The very eagerly-anticipated Toyota Supra was recently showcased at Geneva as the Toyota GR Supra Racing Concept, one that will give rise to a road-going sports car co-developed in a joint project with BMW. The fifth-generation Supra will be ‘very different’ from the upcoming BMW Z4 that the Japanese car is been co-developed with, despite commonalities in areas such as the powerplant.

“Unlike the GT86 co-developed with Subaru, with BMW we first decided on the concept of the car that each company would like to develop separately,” said Supra chief engineer Tetsuya Tada in an interview with Evo at the recent Geneva Motor Show. “Once these concepts were clear we looked into which parts could be common between the two projects – and the number of common parts and elements are much fewer than many may imagine,’ he said.

Even though there will be common components in key areas such as the engine architecture, calibration will be ‘quite different’ between the two cars, according to Tada, and will result in a driving experience very different to that from the Z4, he said.

Where benchmarking is concerned, Tada said his team looked at Porsches, including the 911, while previous Supras were also taken into consideration and fans of the older cars were interviewed for their expectations prior to commencing the project; the common thread was a demand for six-cylinder engine in a front-engine, rear-drive layout, Tada said.

There is some conflicting news on the matter of the transmission, as Tada had earlier indicated that a manual isn’t on the cards as the firm thinks Supra fans don’t see it as “a huge requirement,” though this interview with Evo reveals that details pertaining to this are still in the discussion stage, rather than having been outright dismissed. Hybridity is a possibility too, though that speaks more for Toyota’s future sports cars as a whole rather than the Supra in particular.

Certain parallels with the development of the 86 are evident, too, as the company would like for customers to lay their own touch on the sports car. “Just as with the 86, we have the same message with the new car – we’d really like people to tune the car themselves,” Tada said.

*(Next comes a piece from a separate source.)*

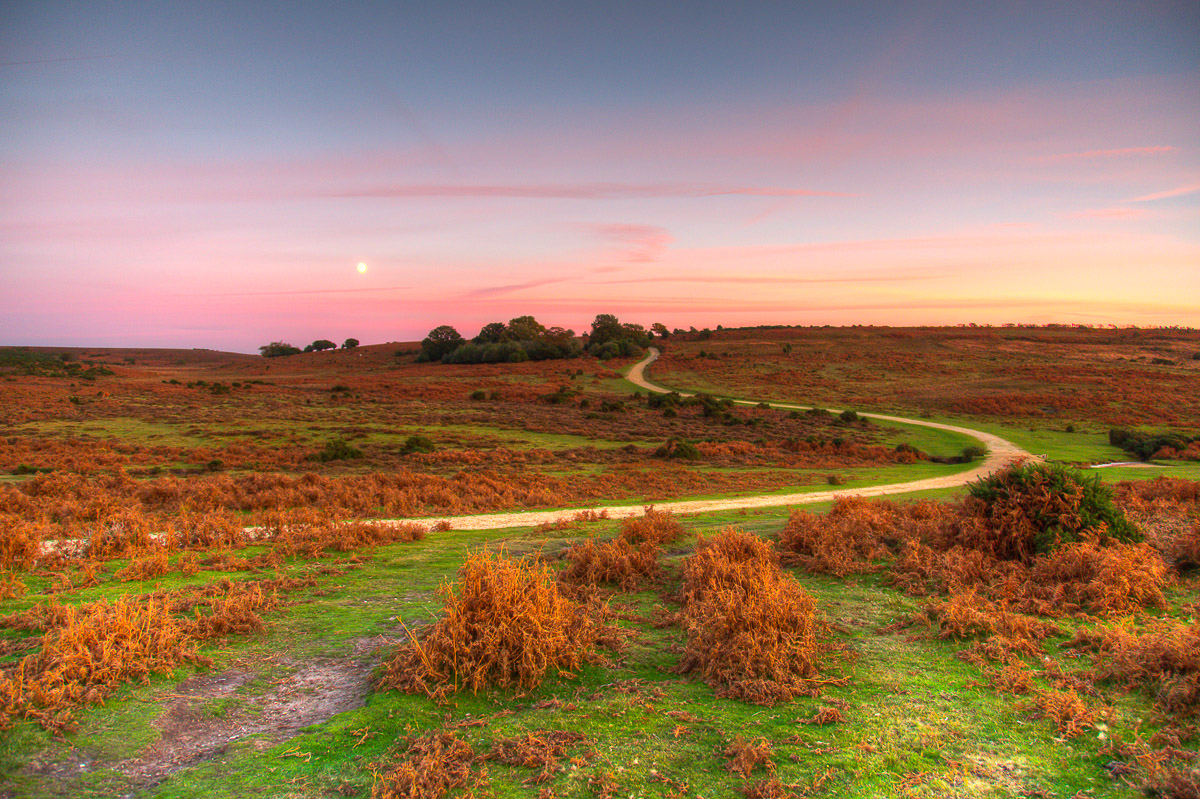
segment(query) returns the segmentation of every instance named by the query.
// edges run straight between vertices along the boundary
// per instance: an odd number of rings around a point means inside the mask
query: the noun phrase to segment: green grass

“It’s difficult to define what is a brand or maker-approved modification. It was a concern we had with the GT86, but once it was launched on the market we learned that users on the market have quite high standards and respect the car, so the aftermarket developed on its own,” the chief engineer noted.

“I hope the same will happen with the Supra. With the GT86 we didn’t have to interfere too much into the market and what the users were doing – so as a brand we’re not likely to interfere with the market too much either,” he said.